In this article, we will discuss the applicability of IND AS or Indian Accounting Standards that comes under financial accounting. Before describing the applicability of IND AS, we need to understand the basics of Ind AS and what it is.
Let’s start the article by defining the applicability of IND AS.
Applicability of IND AS
There are mainly four phases of applicability of Indian accounting standards. These phases are applicable on the basis of the net worth and the listing status of the company. These phases are divided by the MCA (Ministry of Corporate Affairs).
Phase I of Ind AS
This phase makes Indian accounting standards compulsorily applicable to the companies. This phase was introduced on 1 April 2016 and is applicable thereafter.
In the 1st phase, this Ind AS applies to all the listed companies and the companies that are in progress to be listed.
These Indian accounting standards are applicable to companies that have a net worth of Rs. 500crore and more.
Phase II of Ind AS
This phase started with the financial year 2017 and became compulsory for all the listed companies and the companies that are in progress to be listed or the companies which were on the stock exchange of India that were not included in phase 1.
All the Companies having a net worth value of Rs 250 crore and more but less than Rs 500 crore have to adopt the IND AS according to this phase.
Note: These Ind AS or Indian accounting Standards were concluded in the 2017 financial year but the net worth of a company will be considered for the previous financial years from 2013-2014 to 2015-2016.
Phase III of Ind AS
Phase III makes the applicability of Ind AS to all i.e. SEBI regulated entities, NBFCs, Insurance Companies, and all the types of banks, NBFCs. This phase will be applicable from the financial year 2018.
This phase would be applicable to the companies that are as follows:
Companies that have a net worth of Rs 500 crore and more
IRDAI or The Insurance Regulatory and Development Authority of India would ensure the meeting of the net worth of accounting requirements by Insurance companies
To check the net worth of other financial companies or institutions, NBFCs are to be concluded on the basis of the financial years of 2015-16, 2016-17, and 2017-18
Phase IV of Ind AS
This phase only covers all the Non-Banking Financial Companies (NBFCs) that have a net worth of more than Rs250 crore but less than Rs 500 crore.
This phase would be applicable from the financial year 2019 i.e. from April 1st, 2019.
Calculation of Net Worth-
Net Worth is found based on the standalone financial statements that should be audited.
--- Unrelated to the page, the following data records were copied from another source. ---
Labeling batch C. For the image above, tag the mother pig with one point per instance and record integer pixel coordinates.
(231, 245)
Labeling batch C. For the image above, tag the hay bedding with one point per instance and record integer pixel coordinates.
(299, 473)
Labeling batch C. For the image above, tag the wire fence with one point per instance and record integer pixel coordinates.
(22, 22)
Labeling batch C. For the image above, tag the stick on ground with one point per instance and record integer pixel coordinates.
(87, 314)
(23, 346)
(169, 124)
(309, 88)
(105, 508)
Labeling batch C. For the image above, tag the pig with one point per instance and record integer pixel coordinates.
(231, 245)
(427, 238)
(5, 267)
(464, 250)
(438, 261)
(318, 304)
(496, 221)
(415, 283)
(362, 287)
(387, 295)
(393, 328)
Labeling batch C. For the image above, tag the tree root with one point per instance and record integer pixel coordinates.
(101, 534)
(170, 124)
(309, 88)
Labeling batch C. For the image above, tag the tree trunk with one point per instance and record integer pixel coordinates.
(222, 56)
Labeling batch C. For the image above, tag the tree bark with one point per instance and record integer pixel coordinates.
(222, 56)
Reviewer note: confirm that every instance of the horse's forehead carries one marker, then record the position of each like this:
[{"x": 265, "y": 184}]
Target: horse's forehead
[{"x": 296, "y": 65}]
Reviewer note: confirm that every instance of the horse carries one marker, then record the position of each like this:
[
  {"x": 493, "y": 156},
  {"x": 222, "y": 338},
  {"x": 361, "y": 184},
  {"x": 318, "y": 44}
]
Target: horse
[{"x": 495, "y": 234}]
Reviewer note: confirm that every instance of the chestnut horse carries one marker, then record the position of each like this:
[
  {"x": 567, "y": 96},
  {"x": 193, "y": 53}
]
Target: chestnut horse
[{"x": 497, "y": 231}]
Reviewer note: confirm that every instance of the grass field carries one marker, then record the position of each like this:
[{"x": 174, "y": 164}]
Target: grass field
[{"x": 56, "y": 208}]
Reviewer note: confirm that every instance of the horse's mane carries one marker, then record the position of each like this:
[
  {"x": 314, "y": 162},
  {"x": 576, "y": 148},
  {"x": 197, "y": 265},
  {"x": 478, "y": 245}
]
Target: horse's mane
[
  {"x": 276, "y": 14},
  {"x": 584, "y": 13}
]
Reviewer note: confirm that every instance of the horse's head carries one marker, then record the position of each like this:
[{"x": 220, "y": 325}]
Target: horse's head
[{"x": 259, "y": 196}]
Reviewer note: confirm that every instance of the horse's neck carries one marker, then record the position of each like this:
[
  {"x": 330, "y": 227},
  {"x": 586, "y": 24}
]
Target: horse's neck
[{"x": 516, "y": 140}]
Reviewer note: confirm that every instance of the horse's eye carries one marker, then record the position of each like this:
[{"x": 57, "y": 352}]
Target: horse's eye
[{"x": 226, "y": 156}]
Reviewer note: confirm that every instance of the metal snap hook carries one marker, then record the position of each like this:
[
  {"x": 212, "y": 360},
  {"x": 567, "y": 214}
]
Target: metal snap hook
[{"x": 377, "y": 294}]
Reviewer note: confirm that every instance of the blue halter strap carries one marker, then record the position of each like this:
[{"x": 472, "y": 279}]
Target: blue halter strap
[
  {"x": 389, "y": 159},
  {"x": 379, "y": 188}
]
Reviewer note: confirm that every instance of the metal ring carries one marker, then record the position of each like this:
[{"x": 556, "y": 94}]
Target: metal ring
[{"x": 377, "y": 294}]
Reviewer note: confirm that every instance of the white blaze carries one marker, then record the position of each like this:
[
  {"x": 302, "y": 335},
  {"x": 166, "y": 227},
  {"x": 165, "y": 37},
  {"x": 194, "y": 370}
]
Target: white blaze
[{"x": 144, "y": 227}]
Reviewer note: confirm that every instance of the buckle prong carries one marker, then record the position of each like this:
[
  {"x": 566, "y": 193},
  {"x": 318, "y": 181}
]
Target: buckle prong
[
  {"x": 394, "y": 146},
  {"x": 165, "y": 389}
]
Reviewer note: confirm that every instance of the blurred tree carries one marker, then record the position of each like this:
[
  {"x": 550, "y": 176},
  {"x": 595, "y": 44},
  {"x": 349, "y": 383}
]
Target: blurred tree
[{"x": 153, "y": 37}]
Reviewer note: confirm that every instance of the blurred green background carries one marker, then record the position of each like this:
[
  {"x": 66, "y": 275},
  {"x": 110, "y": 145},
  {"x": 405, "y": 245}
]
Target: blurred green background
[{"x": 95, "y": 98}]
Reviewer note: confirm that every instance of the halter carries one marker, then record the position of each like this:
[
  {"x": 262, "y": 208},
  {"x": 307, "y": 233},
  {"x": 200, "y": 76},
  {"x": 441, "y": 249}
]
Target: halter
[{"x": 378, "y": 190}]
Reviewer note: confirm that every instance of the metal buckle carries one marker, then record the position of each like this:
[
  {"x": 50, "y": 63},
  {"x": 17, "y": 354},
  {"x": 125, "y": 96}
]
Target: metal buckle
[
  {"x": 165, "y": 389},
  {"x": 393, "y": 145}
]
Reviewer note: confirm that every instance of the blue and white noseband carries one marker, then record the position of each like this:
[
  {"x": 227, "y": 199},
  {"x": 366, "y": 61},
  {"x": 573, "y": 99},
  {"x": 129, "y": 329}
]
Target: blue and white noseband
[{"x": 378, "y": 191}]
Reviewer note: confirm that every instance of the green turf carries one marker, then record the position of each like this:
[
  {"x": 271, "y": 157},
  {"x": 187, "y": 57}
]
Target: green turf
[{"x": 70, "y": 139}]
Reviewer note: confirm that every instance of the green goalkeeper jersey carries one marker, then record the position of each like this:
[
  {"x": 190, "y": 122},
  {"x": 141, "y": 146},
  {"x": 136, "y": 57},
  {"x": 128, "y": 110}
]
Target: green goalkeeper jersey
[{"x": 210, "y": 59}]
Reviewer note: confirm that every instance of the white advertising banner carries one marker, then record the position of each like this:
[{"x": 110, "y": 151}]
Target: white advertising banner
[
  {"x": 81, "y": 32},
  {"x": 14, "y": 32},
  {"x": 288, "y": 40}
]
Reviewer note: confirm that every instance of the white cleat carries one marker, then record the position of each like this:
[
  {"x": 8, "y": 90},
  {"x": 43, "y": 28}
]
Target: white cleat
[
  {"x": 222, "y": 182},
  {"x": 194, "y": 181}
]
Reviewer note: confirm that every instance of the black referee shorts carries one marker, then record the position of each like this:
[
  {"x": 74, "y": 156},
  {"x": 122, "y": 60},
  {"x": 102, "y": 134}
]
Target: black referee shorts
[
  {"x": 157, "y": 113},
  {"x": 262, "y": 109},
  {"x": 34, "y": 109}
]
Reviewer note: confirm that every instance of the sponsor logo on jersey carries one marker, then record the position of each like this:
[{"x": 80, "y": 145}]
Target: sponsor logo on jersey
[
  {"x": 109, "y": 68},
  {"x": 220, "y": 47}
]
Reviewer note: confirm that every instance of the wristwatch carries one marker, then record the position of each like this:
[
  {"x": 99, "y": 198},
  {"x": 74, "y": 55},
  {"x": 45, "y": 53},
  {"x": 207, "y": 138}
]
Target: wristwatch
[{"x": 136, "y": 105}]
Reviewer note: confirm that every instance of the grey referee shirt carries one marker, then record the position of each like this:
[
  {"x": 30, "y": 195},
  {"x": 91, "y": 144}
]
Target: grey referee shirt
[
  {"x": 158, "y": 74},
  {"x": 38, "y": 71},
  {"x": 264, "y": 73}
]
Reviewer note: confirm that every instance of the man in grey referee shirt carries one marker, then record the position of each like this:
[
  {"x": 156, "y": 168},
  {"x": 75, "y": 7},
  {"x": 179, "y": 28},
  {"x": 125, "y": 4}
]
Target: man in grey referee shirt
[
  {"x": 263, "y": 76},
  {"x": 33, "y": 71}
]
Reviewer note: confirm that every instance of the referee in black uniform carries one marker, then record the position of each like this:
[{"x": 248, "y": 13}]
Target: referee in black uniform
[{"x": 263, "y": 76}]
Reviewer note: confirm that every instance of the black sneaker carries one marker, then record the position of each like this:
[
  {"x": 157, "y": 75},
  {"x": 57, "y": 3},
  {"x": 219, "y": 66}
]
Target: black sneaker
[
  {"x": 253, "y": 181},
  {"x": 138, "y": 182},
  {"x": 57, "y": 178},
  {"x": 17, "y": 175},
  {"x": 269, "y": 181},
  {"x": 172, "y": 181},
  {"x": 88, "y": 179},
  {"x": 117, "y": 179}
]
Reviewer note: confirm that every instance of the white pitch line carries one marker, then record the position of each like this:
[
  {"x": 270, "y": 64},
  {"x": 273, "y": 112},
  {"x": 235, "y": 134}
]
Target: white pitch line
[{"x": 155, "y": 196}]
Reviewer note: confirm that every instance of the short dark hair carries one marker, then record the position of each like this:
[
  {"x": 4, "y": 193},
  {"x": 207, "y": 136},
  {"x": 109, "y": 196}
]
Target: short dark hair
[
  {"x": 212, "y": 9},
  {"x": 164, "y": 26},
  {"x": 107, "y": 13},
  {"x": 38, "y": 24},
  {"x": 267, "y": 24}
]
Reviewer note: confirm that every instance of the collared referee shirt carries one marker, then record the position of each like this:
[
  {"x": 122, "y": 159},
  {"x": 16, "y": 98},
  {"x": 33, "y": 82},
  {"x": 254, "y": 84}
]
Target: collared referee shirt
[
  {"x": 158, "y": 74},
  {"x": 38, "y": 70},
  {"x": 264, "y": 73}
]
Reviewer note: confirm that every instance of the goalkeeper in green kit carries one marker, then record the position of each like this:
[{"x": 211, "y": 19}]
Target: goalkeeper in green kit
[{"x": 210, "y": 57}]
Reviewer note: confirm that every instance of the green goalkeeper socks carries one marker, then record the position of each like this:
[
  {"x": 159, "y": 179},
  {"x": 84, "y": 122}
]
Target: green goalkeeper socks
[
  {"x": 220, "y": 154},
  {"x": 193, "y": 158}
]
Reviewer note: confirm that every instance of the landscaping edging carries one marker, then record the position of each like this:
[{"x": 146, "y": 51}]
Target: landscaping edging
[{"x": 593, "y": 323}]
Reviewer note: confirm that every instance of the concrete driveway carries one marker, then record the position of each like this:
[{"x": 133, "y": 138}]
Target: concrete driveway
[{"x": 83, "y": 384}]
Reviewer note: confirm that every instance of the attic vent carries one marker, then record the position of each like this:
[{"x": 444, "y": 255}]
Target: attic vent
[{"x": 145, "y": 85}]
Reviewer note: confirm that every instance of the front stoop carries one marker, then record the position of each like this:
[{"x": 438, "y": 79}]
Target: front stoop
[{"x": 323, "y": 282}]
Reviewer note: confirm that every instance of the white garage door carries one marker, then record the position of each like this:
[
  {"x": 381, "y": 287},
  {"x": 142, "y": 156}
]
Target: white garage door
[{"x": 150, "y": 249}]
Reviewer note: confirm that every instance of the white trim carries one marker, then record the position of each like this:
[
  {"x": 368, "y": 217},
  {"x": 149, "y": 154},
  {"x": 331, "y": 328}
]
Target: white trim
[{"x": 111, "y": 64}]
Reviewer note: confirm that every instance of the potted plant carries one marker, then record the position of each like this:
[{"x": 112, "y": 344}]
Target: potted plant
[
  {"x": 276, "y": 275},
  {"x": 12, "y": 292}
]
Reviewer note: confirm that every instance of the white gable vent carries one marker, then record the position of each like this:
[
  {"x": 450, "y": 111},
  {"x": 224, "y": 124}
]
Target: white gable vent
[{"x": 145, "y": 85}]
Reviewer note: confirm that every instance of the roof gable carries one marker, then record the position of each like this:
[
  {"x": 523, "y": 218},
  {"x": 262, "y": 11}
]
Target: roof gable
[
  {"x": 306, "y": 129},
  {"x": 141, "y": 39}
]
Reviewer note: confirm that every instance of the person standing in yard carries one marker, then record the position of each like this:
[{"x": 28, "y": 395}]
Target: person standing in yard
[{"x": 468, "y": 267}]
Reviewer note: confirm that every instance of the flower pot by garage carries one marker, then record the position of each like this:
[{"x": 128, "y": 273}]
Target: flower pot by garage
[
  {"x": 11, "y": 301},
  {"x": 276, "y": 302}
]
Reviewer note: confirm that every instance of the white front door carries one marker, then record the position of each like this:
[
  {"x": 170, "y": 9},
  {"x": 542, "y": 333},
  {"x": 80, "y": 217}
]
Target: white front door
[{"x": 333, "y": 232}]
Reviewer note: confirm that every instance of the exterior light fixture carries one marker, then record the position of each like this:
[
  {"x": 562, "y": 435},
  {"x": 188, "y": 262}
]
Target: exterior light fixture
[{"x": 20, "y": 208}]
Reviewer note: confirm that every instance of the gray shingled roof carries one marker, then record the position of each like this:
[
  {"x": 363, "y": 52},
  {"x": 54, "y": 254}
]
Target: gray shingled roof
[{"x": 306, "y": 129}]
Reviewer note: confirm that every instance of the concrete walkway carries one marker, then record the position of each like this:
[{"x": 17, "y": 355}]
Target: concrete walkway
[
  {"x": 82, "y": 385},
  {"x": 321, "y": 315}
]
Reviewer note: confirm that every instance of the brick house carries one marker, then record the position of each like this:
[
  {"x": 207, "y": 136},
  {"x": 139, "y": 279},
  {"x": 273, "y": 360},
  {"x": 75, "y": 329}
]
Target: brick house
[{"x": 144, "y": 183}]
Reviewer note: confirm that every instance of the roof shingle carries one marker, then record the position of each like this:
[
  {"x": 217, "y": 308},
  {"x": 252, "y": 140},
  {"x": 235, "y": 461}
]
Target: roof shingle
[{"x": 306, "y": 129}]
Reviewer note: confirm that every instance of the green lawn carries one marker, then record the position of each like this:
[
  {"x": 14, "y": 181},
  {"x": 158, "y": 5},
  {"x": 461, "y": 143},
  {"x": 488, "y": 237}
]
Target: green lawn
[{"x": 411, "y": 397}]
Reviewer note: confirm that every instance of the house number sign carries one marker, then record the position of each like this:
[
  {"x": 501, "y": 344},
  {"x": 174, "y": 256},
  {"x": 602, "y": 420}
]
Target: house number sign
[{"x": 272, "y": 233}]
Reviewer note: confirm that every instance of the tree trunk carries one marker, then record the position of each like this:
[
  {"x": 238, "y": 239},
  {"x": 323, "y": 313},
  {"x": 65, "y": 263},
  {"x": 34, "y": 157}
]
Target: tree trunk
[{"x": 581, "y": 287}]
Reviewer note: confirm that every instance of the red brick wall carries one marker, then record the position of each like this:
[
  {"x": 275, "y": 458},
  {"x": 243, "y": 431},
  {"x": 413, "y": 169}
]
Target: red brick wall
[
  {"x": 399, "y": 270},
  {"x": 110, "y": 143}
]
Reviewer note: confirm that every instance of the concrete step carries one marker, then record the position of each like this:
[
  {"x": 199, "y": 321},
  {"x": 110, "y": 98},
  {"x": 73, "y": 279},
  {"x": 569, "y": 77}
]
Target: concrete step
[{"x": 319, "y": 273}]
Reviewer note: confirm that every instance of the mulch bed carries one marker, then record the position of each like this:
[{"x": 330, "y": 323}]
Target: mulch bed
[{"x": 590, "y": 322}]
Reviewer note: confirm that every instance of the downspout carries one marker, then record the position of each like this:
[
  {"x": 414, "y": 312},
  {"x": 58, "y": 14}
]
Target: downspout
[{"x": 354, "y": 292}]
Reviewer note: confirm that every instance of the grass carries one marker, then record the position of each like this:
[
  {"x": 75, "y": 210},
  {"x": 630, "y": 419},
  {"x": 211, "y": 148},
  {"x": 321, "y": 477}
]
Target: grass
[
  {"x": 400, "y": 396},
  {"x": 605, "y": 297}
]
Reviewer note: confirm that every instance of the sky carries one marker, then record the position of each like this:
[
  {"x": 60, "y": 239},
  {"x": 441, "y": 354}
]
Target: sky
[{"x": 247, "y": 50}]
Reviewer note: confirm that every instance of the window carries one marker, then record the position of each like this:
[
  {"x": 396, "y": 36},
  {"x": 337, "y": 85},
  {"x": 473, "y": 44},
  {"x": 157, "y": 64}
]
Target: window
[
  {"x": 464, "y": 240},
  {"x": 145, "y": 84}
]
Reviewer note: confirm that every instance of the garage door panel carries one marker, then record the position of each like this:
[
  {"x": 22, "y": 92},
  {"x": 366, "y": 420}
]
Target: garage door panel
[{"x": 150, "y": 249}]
Net worth is nothing but only the sum total of paid-up share capital and all the reserves which are made out of the profit and securities premium account and then subtract the value of deferred expenditure, accumulated losses and miscellaneous expenditures that are not written off. Mathematically we can this as,
Net Worth = Total paid-up share capital + all reserves (made out of profit and including securities premium account) – deferred expenditure – miscellaneous expenditure (should not be written off) – accumulates losses.
Objectives of the IND AS
There are many objectives of the IND AS, some of which are given below-
It provides a single framework for the unified accounting system
Examine whether the compliance is being done properly or not
Examine that the companies of India and in India are following these standards to do international practices
To ensure that these standards are being followed over the world
Benefits of IND AS
Companies can maintain effective and efficient compliance by following these standards
Cooperation among accounting rules and policies can be maintained by the company
Companies can be accepted internationally by all government bodies and institutions by adopting these standards
These standards are accepted all over the world i.e. internationally. So, these standards should be followed by the company
Conclusion
Ind AS are the accounting standards that are to be followed by the companies. These Ind AS were made mandatory for the companies in different phases. By going through the above points, we get to know about the Indian accounting standards, their benefits, the objectives of adopting IND AS, and which companies should adopt these standards. We have also learnt that there are four phases of applicability of Ind AS and these phases are applicable on the basis of the Net Worth of the company which is calculated through the use of the audited Financial Statements.